On a parfois l’impression que ce scénario « tout va bien, mais un peu moins vite » ressemble à celui de l’an dernier… Les analystes n’ont-ils pas tendance à être systématiquement trop optimistes ?

Historiquement, oui, les prévisions de fin d’année sont souvent teintées d’optimisme. Les stratèges actions préfèrent rarement annoncer une année de baisse dès le départ. Les études sur le long terme montrent que les objectifs de cours agrégés sous-estiment la probabilité réelle de corrections ou de marchés plats, parce qu’ils partent d’un scénario «moyen» où tout se passe raisonnablement bien. D’ailleurs, une récente enquête auprès des stratégistes actions, montre que plus de la moitié d’entre eux jugent tout de même probable une correction significative à court ou moyen terme.​

Justement, parlons des nuages. Quels sont les principaux risques qui pourraient faire mentir ce scénario haussier ?

Le premier risque, c’est la valorisation. Après plusieurs années de hausse, en particulier aux États-Unis, les multiples de certaines grandes valeurs technologiques se rapprochent de niveaux qui rappellent, sans les copier exactement, l’ambiance de la bulle internet.
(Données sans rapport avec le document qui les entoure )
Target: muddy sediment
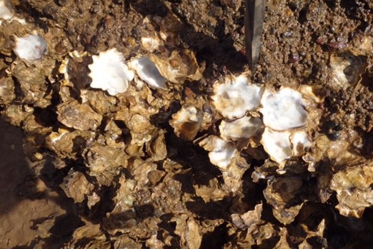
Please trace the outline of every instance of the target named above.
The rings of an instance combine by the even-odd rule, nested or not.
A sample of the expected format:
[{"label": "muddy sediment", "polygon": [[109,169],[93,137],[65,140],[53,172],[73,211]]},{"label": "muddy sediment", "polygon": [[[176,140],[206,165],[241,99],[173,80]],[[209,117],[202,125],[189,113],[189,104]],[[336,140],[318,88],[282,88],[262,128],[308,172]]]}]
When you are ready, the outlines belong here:
[{"label": "muddy sediment", "polygon": [[[268,1],[254,73],[242,1],[11,4],[0,25],[0,248],[370,248],[370,0]],[[17,39],[36,34],[46,51],[22,59]],[[166,86],[136,76],[119,94],[90,87],[92,56],[114,48],[125,61],[149,56]],[[232,120],[212,96],[243,72],[302,92],[302,156],[272,160],[264,127],[224,137]],[[214,143],[232,147],[229,163],[211,160]]]}]

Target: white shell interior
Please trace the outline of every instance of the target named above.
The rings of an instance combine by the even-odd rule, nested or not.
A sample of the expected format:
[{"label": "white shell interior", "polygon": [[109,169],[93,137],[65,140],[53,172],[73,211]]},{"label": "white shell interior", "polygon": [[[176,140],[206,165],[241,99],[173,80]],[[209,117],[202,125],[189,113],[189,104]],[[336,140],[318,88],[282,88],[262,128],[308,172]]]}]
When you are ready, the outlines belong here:
[{"label": "white shell interior", "polygon": [[259,118],[244,116],[233,121],[224,120],[219,129],[223,138],[237,141],[255,136],[262,126],[263,122]]},{"label": "white shell interior", "polygon": [[214,149],[209,153],[210,162],[222,169],[227,168],[231,163],[234,152],[237,151],[234,145],[218,136],[214,136],[212,141]]},{"label": "white shell interior", "polygon": [[229,119],[243,117],[260,103],[262,87],[250,84],[244,75],[214,87],[212,96],[217,110]]},{"label": "white shell interior", "polygon": [[89,76],[92,78],[91,87],[107,91],[111,96],[126,90],[134,73],[129,70],[121,53],[111,49],[93,56],[92,59],[93,63],[88,66],[91,70]]},{"label": "white shell interior", "polygon": [[290,141],[292,143],[293,156],[294,156],[303,155],[312,145],[309,138],[304,131],[293,132],[290,136]]},{"label": "white shell interior", "polygon": [[130,62],[130,66],[136,71],[139,77],[150,86],[156,88],[166,87],[166,78],[161,75],[155,63],[148,56],[144,56],[133,59]]},{"label": "white shell interior", "polygon": [[46,51],[46,43],[39,35],[27,35],[16,38],[14,52],[24,60],[38,60]]},{"label": "white shell interior", "polygon": [[261,143],[271,159],[278,163],[292,157],[290,131],[276,131],[266,128],[262,135]]},{"label": "white shell interior", "polygon": [[14,12],[9,1],[0,0],[0,19],[9,20],[13,17]]},{"label": "white shell interior", "polygon": [[262,98],[263,122],[274,130],[285,131],[306,124],[308,114],[302,94],[284,88],[276,92],[266,89]]}]

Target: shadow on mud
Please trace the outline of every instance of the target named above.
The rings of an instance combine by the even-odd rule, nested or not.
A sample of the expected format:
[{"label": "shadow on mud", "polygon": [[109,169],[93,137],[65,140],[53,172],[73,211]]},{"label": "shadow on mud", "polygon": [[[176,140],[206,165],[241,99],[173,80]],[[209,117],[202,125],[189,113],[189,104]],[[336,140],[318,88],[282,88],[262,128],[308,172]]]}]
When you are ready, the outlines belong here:
[{"label": "shadow on mud", "polygon": [[46,234],[45,248],[61,246],[81,221],[71,200],[41,176],[51,173],[51,163],[27,161],[23,136],[20,128],[0,119],[0,234],[11,241],[0,247],[32,248]]}]

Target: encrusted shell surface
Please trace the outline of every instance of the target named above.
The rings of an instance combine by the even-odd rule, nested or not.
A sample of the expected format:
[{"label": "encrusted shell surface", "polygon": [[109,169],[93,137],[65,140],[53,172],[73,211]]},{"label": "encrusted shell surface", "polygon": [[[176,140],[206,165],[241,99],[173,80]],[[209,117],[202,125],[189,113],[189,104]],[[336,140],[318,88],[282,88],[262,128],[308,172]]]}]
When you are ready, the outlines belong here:
[{"label": "encrusted shell surface", "polygon": [[[0,19],[9,20],[13,17],[14,10],[9,0],[0,0]],[[1,21],[0,21],[1,24]]]},{"label": "encrusted shell surface", "polygon": [[367,57],[346,51],[334,53],[330,56],[332,84],[346,89],[356,85],[362,78],[368,63]]},{"label": "encrusted shell surface", "polygon": [[264,129],[261,143],[271,159],[278,163],[304,154],[311,146],[309,138],[304,131],[277,131],[269,128]]},{"label": "encrusted shell surface", "polygon": [[210,162],[223,170],[227,169],[234,156],[238,153],[233,143],[227,142],[217,136],[209,136],[199,141],[199,145],[210,151]]},{"label": "encrusted shell surface", "polygon": [[186,80],[198,81],[202,78],[202,71],[193,51],[189,49],[173,51],[168,58],[155,54],[149,56],[162,76],[175,84],[182,84]]},{"label": "encrusted shell surface", "polygon": [[263,122],[259,118],[244,116],[232,121],[223,120],[219,130],[224,139],[237,141],[254,136],[262,126]]},{"label": "encrusted shell surface", "polygon": [[194,106],[183,106],[169,121],[175,134],[186,141],[192,141],[201,128],[203,113]]},{"label": "encrusted shell surface", "polygon": [[250,83],[247,76],[242,74],[228,77],[223,83],[215,83],[212,99],[224,118],[234,119],[259,107],[262,91],[262,86]]},{"label": "encrusted shell surface", "polygon": [[306,124],[308,113],[302,93],[290,88],[279,91],[266,89],[262,98],[260,112],[264,125],[274,130],[285,131]]},{"label": "encrusted shell surface", "polygon": [[341,215],[360,218],[366,208],[373,205],[372,176],[371,163],[348,167],[333,175],[330,188],[337,192],[336,208]]},{"label": "encrusted shell surface", "polygon": [[89,76],[92,78],[91,87],[107,91],[111,96],[126,91],[134,73],[129,70],[121,53],[111,49],[92,59],[93,63],[88,66],[91,70]]},{"label": "encrusted shell surface", "polygon": [[38,60],[46,52],[46,43],[37,34],[16,37],[14,52],[24,60]]},{"label": "encrusted shell surface", "polygon": [[264,151],[273,161],[278,163],[292,157],[292,143],[290,142],[291,132],[276,131],[266,128],[262,135],[261,143]]},{"label": "encrusted shell surface", "polygon": [[129,65],[136,71],[139,77],[150,86],[156,88],[166,87],[166,78],[161,75],[156,64],[149,56],[136,58],[131,61]]}]

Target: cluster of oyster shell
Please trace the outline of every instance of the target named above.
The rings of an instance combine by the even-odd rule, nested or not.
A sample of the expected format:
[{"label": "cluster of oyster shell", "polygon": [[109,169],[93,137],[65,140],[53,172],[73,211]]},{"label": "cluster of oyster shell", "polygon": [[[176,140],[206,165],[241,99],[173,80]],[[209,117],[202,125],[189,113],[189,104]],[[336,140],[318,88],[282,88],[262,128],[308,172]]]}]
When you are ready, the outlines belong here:
[{"label": "cluster of oyster shell", "polygon": [[[177,153],[177,146],[166,143],[166,134],[171,130],[181,139],[207,151],[209,162],[222,171],[224,185],[219,189],[217,180],[211,181],[211,195],[194,186],[204,200],[222,200],[242,192],[244,174],[255,161],[262,165],[253,170],[252,182],[266,182],[264,197],[272,207],[274,216],[283,224],[294,221],[307,200],[299,199],[307,181],[304,176],[317,178],[318,201],[324,203],[332,191],[337,193],[336,208],[341,215],[359,218],[373,205],[373,163],[355,151],[362,147],[362,141],[352,128],[336,140],[322,133],[319,124],[324,96],[319,86],[277,88],[268,83],[252,83],[247,72],[222,77],[208,89],[213,92],[211,96],[197,94],[186,82],[200,81],[204,66],[199,65],[192,50],[174,46],[179,39],[180,26],[173,15],[146,17],[143,25],[158,25],[160,29],[143,31],[144,54],[128,59],[114,48],[98,55],[83,51],[49,55],[47,51],[61,41],[58,36],[51,37],[16,19],[6,1],[0,1],[0,18],[4,20],[1,25],[14,25],[19,30],[12,34],[14,43],[2,44],[2,54],[13,51],[18,59],[0,79],[1,113],[26,132],[29,156],[42,160],[47,149],[56,156],[56,168],[66,167],[69,160],[82,163],[86,173],[70,170],[61,188],[75,203],[84,203],[89,209],[100,202],[100,188],[114,184],[124,168],[131,173],[127,175],[132,177],[127,178],[126,175],[116,183],[115,208],[105,222],[105,229],[111,235],[131,233],[126,228],[138,224],[130,213],[138,197],[136,191],[143,190],[144,195],[151,199],[144,186],[158,188],[159,193],[164,188],[169,191],[170,203],[159,200],[159,216],[182,206],[169,188],[172,185],[181,188],[170,173],[182,171],[181,166],[170,159]],[[372,63],[367,58],[373,58],[372,41],[370,36],[364,37],[354,49],[332,55],[331,87],[359,87]],[[263,234],[274,236],[274,225],[261,219],[262,211],[260,203],[253,210],[232,212],[230,217],[237,228],[248,229],[248,233],[262,230],[268,231]],[[116,227],[116,215],[125,212],[129,218]],[[181,218],[175,218],[175,223],[179,229],[189,231],[182,235],[184,243],[196,243],[193,246],[198,248],[202,237],[197,222]],[[92,223],[87,222],[84,228],[94,228],[105,237]],[[322,220],[309,236],[322,237],[324,228]],[[278,234],[285,238],[287,233],[282,228]],[[160,243],[156,235],[147,235],[149,245]],[[197,242],[190,238],[193,236]],[[277,243],[278,248],[287,248],[284,240]]]}]

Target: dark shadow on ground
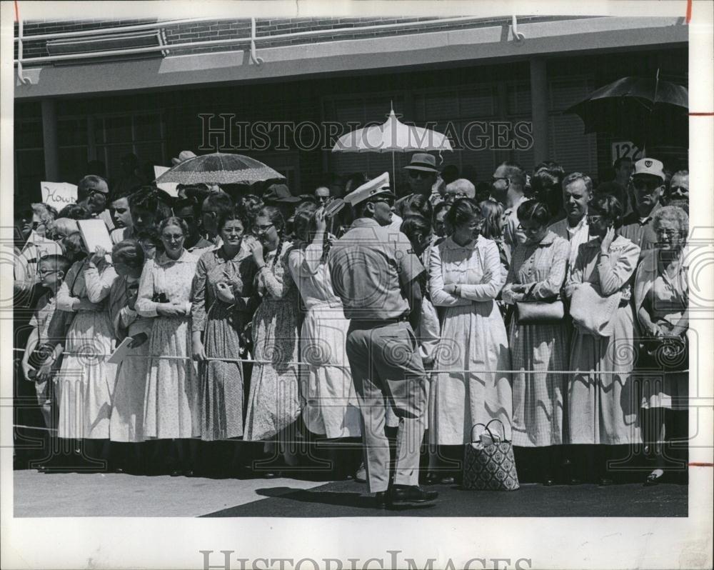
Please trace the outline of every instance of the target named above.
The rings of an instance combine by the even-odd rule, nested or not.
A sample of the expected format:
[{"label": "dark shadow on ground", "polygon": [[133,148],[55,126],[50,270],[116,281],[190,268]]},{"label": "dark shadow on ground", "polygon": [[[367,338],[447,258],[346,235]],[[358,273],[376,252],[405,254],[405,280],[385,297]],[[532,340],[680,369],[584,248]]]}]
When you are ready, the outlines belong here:
[{"label": "dark shadow on ground", "polygon": [[430,508],[398,511],[373,508],[363,484],[338,481],[313,489],[277,486],[258,489],[266,499],[204,516],[687,516],[686,485],[640,484],[598,487],[525,484],[515,491],[466,491],[436,485],[440,496]]}]

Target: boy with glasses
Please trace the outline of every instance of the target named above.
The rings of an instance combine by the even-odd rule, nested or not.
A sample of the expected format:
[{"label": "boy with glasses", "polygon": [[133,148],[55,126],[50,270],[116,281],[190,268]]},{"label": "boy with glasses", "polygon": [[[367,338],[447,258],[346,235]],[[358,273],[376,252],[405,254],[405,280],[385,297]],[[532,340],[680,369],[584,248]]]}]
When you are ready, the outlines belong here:
[{"label": "boy with glasses", "polygon": [[[56,316],[56,296],[59,290],[64,276],[69,269],[69,260],[63,255],[47,255],[43,257],[38,265],[37,274],[40,284],[47,289],[47,292],[37,301],[35,312],[30,319],[32,329],[25,346],[22,357],[22,371],[25,378],[35,384],[37,403],[39,405],[45,426],[54,426],[53,404],[50,387],[52,376],[59,369],[57,361],[59,346],[53,348],[58,341],[64,343],[64,339],[50,339],[50,324]],[[61,327],[54,326],[54,329]]]}]

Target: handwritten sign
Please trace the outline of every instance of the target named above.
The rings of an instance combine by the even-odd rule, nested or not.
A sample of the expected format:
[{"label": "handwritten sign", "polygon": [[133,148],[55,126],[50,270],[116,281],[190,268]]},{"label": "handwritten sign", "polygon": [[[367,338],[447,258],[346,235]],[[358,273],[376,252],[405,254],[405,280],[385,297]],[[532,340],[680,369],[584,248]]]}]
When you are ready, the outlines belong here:
[{"label": "handwritten sign", "polygon": [[[154,166],[154,174],[156,178],[159,178],[161,174],[169,170],[168,166]],[[171,196],[176,198],[178,196],[178,189],[177,186],[178,184],[175,184],[173,182],[157,182],[156,187],[164,192],[168,193]]]},{"label": "handwritten sign", "polygon": [[77,201],[77,187],[69,182],[40,182],[42,201],[57,211]]},{"label": "handwritten sign", "polygon": [[635,162],[642,158],[642,149],[638,148],[635,143],[629,141],[613,143],[613,162],[618,159],[628,156]]}]

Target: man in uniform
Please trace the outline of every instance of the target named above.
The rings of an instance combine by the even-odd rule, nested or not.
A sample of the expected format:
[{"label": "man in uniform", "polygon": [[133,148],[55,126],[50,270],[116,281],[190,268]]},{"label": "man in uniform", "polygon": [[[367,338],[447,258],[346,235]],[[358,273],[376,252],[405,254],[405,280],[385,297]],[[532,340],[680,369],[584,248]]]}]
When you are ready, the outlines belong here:
[{"label": "man in uniform", "polygon": [[[414,329],[423,272],[406,236],[388,229],[394,194],[384,173],[345,197],[355,206],[352,227],[328,258],[335,293],[351,319],[347,356],[362,412],[369,492],[379,508],[435,500],[419,488],[419,449],[424,434],[426,376]],[[399,419],[393,481],[390,481],[386,406]]]},{"label": "man in uniform", "polygon": [[640,259],[657,244],[653,220],[662,207],[665,191],[664,165],[655,159],[642,159],[635,163],[632,175],[635,190],[635,209],[623,218],[620,234],[640,246]]}]

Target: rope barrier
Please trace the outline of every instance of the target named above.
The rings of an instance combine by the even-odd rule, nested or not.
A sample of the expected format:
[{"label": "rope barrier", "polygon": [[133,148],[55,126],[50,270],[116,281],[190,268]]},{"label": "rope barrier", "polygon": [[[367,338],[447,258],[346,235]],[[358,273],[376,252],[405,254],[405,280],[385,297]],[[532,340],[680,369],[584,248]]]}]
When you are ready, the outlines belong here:
[{"label": "rope barrier", "polygon": [[[13,349],[15,352],[24,352],[24,349]],[[106,358],[111,356],[111,354],[106,354],[106,353],[99,352],[79,352],[79,351],[70,351],[70,352],[63,352],[62,356],[76,356],[77,358],[91,358],[98,359],[100,356]],[[311,366],[314,368],[324,367],[324,368],[338,368],[343,370],[350,371],[351,368],[348,365],[344,364],[313,364],[311,362],[300,362],[293,361],[272,361],[272,360],[256,360],[255,359],[231,359],[231,358],[219,358],[216,356],[207,357],[203,361],[194,361],[191,356],[176,356],[170,355],[144,355],[144,354],[127,354],[124,358],[133,358],[133,359],[144,359],[148,360],[156,359],[156,360],[179,360],[179,361],[203,361],[203,362],[231,362],[236,364],[241,364],[243,363],[250,363],[253,364],[280,364],[281,366]],[[658,371],[656,370],[644,370],[644,371],[637,371],[633,370],[630,374],[638,376],[647,374],[656,374]],[[688,372],[688,369],[686,370],[677,371],[678,372]],[[428,369],[426,370],[425,372],[428,374],[623,374],[623,372],[619,371],[611,371],[611,370],[486,370],[479,369]]]}]

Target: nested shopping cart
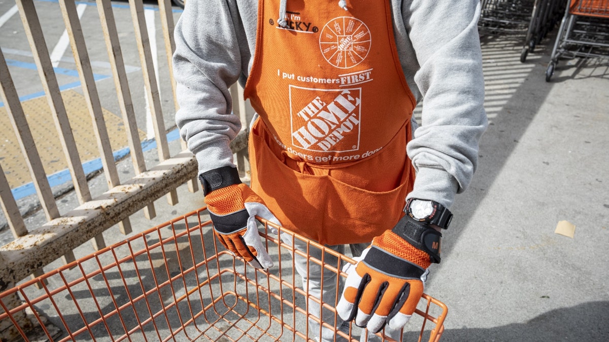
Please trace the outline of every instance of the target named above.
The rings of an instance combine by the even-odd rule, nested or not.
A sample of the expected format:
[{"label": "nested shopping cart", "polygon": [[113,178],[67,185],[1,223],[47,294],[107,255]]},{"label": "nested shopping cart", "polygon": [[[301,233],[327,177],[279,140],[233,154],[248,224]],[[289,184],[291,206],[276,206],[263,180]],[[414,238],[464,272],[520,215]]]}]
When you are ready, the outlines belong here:
[{"label": "nested shopping cart", "polygon": [[560,21],[566,2],[566,0],[535,0],[524,44],[520,53],[521,62],[526,61],[529,52],[533,52],[535,46]]},{"label": "nested shopping cart", "polygon": [[524,37],[520,61],[554,29],[567,0],[482,0],[478,30],[483,35]]},{"label": "nested shopping cart", "polygon": [[609,0],[571,0],[546,70],[550,82],[562,57],[609,56]]},{"label": "nested shopping cart", "polygon": [[[319,332],[308,319],[320,316],[308,312],[310,298],[334,312],[322,326],[337,337],[367,333],[354,324],[337,329],[336,303],[302,290],[293,257],[337,279],[346,276],[341,264],[353,260],[280,227],[282,239],[267,234],[271,226],[265,222],[261,235],[275,265],[260,270],[220,245],[205,208],[191,212],[0,293],[0,327],[19,341],[309,341]],[[295,240],[338,262],[295,251]],[[404,338],[438,340],[447,312],[424,295]]]}]

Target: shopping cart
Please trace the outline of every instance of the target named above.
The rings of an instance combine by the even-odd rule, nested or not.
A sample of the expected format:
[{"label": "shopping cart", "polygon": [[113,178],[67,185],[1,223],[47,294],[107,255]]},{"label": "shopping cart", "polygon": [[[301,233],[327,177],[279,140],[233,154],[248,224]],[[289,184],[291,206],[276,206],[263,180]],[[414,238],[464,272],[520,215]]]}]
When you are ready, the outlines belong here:
[{"label": "shopping cart", "polygon": [[[275,265],[260,270],[217,242],[205,208],[191,212],[0,293],[0,327],[16,340],[312,340],[319,332],[307,321],[319,315],[307,300],[320,301],[301,289],[293,261],[309,256],[282,240],[325,248],[280,227],[282,239],[267,234],[272,226],[261,235]],[[339,262],[308,262],[345,277],[340,264],[354,261],[325,251]],[[353,341],[367,333],[354,324],[338,331],[335,303],[321,302],[334,313],[323,327]],[[404,339],[438,341],[447,311],[424,295]]]},{"label": "shopping cart", "polygon": [[603,57],[609,55],[609,0],[571,0],[546,70],[550,82],[561,57]]},{"label": "shopping cart", "polygon": [[482,0],[478,30],[482,34],[524,34],[536,0]]},{"label": "shopping cart", "polygon": [[565,13],[566,0],[535,0],[527,30],[524,44],[520,53],[520,61],[524,63],[529,52],[560,21]]}]

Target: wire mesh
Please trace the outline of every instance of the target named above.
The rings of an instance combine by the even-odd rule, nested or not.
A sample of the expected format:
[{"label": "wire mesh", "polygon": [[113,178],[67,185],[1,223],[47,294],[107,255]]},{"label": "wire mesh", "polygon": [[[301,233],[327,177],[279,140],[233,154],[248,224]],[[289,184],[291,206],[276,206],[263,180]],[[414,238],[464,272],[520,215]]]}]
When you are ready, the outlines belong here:
[{"label": "wire mesh", "polygon": [[[337,279],[346,277],[342,265],[354,261],[274,227],[285,234],[283,241],[291,240],[286,244],[267,234],[270,225],[261,227],[275,264],[267,270],[253,268],[225,250],[213,236],[205,208],[135,235],[0,293],[2,338],[308,341],[320,332],[309,331],[308,319],[320,319],[308,311],[308,299],[334,313],[334,319],[322,324],[335,332],[337,340],[367,334],[354,324],[339,330],[336,303],[302,289],[294,257],[308,257],[324,271],[339,275]],[[295,250],[296,240],[324,250],[338,262]],[[438,340],[447,311],[424,295],[404,338]]]},{"label": "wire mesh", "polygon": [[609,0],[571,0],[546,70],[549,82],[561,58],[609,56]]}]

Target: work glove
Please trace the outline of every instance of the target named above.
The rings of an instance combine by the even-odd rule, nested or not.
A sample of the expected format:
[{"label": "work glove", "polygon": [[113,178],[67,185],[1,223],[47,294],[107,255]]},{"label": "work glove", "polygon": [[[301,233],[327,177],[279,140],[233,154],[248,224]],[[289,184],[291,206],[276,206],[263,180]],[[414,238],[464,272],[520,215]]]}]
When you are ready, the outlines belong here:
[{"label": "work glove", "polygon": [[[234,167],[215,169],[202,173],[199,179],[214,233],[220,242],[253,267],[272,267],[273,261],[260,239],[255,216],[277,225],[280,223],[262,198],[241,183]],[[276,229],[272,232],[276,234]]]},{"label": "work glove", "polygon": [[354,265],[347,264],[340,318],[377,333],[408,322],[423,295],[432,262],[440,262],[442,234],[407,216],[373,239]]}]

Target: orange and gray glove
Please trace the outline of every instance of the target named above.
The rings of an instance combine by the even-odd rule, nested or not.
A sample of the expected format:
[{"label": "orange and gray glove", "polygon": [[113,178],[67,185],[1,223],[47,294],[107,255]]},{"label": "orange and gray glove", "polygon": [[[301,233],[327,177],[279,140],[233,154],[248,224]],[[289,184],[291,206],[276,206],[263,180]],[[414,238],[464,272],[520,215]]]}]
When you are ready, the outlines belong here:
[{"label": "orange and gray glove", "polygon": [[205,204],[220,242],[256,268],[273,267],[273,261],[260,239],[255,216],[276,225],[279,220],[264,201],[241,183],[234,167],[226,166],[199,176]]},{"label": "orange and gray glove", "polygon": [[423,295],[428,267],[440,262],[442,234],[404,216],[375,237],[354,266],[336,305],[340,318],[373,333],[387,324],[398,330],[408,322]]}]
Si le récit autour de l’IA est remis en question – parce que les gains de productivité tardent ou que la monétisation déçoit – une correction sur ces leaders pourrait entraîner tout le marché.​

Deuxième risque : la politique monétaire et l’inflation. Une partie de l’optimisme s’appuie sur l’hypothèse de plusieurs baisses de taux supplémentaires d’ici fin 2026. Si l’inflation se révèle plus tenace que prévue, les marchés pourraient être déçus par un rythme de baisse de taux plus lent, voire par une pause prolongée.​

Troisième bloc de risques : géopolitique et commerce mondial. Les analyses macro récentes insistent sur le fait que les tensions commerciales, les guerres, la fragmentation des chaînes de valeur et les élections majeures peuvent créer des chocs sur les marges des entreprises et sur la confiance des investisseurs. Le consensus intègre une partie de ces risques, mais par définition, les vrais « accidents » ne sont jamais dans les scénarios centraux.​

Si l’on se place du point de vue d’un investisseur particulier qui écoute ces prévisions, que doit-il en retenir pour 2026 ?

D’abord, que le consensus penche plutôt pour des marchés en hausse, mais avec des rendements plus modestes et plus volatils que ces dernières années. Autrement dit, il ne faut pas compter sur une répétition automatique des performances de 2024–2025. Ensuite, que les scénarios « trop beaux » reposent sur plusieurs conditions simultanées : désinflation maîtrisée, croissance correcte, pas de choc géopolitique majeur, IA qui livre sur ses promesses sans casser la confiance.​

Enfin – et c’est peut-être le plus important – ces prévisions sont un input, pas un GPS : un investisseur prudent devrait continuer à diversifier, éviter les concentrations excessives sur quelques thèmes « à la mode », et garder une marge de sécurité dans son allocation. Comme toujours, le risque ne vient pas seulement de ce que le consensus voit… mais de ce qu’il ne voit pas. 

Un entretien réalisé par Laurence Aubron.